Second in a pecking sequence in a CV zone was Mahindra Mahindra with sales of 56,940 units adult 22.58 percent. At third position, Ashok Leyland was adult 51.14 percent with sales of 38119 units.
Volvo Eicher Commercial Vehicles Eicher code during 14153 units saw an upswing of 42.77 percent while a Volvo code with sales of 198 units grew 141.46 percent. VECV also softened a marketplace share from 6 percent to 6.15 percent in Q1FY19. MM, Force Motors and Ashok Leyland dipped in terms of marketplace share.

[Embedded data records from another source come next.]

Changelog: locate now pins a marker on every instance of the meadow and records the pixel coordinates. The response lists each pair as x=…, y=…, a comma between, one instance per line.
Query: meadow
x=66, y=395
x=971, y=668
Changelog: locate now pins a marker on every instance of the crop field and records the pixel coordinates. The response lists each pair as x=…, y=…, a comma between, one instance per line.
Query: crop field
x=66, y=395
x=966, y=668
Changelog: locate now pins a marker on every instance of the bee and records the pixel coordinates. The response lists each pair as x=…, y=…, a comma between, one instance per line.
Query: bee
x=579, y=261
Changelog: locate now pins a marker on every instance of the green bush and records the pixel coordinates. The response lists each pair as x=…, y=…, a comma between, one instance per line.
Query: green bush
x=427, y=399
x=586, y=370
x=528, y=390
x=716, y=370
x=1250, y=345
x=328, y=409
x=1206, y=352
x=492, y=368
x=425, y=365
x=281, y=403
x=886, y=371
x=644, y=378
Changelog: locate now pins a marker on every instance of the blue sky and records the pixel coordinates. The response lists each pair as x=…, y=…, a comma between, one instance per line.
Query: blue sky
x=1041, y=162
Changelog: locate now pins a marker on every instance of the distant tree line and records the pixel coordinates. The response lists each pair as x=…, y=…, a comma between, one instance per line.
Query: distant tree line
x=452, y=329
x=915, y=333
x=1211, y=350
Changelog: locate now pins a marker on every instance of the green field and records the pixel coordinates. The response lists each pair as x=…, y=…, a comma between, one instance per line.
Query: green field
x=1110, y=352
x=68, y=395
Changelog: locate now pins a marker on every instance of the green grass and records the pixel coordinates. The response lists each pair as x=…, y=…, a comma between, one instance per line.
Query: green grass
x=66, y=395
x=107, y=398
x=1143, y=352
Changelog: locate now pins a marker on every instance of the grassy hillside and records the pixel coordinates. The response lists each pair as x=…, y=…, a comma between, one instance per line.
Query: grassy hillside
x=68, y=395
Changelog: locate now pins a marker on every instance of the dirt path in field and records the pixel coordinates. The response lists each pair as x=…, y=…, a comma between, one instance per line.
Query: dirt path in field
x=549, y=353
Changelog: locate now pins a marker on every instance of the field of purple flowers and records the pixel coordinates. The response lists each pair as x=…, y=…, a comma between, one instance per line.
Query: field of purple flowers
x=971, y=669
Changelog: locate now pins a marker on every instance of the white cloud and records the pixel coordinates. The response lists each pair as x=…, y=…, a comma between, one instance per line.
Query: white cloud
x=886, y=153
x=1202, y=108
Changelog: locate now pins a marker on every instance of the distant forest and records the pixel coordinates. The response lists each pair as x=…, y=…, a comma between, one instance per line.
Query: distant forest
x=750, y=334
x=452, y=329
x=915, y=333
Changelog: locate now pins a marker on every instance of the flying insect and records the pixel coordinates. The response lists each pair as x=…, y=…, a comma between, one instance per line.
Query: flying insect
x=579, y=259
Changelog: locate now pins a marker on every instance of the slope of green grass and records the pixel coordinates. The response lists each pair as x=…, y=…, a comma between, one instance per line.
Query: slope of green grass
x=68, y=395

Force Motors during fifth arrange sole 5188 units and was adult 9.50 percent with Maruti Suzuki offered 4873 units of a Super Carry and flourishing 366.32 percent on a low bottom of final year.
Three-wheelers zip along
In a three-wheeler market, Bajaj Auto led a conflict adult 80.39 percent during 94431 units. Piaggio Vehicles stacking adult during second arrange sole 40401 units, adult 25.83 percent. Bajaj Auto was a usually actor in this marketplace that peaked a marketplace share from 50 percent to 58.40 percent in Q1FY19. Piaggio was down from 31 percent to 24.98 percent in FY19.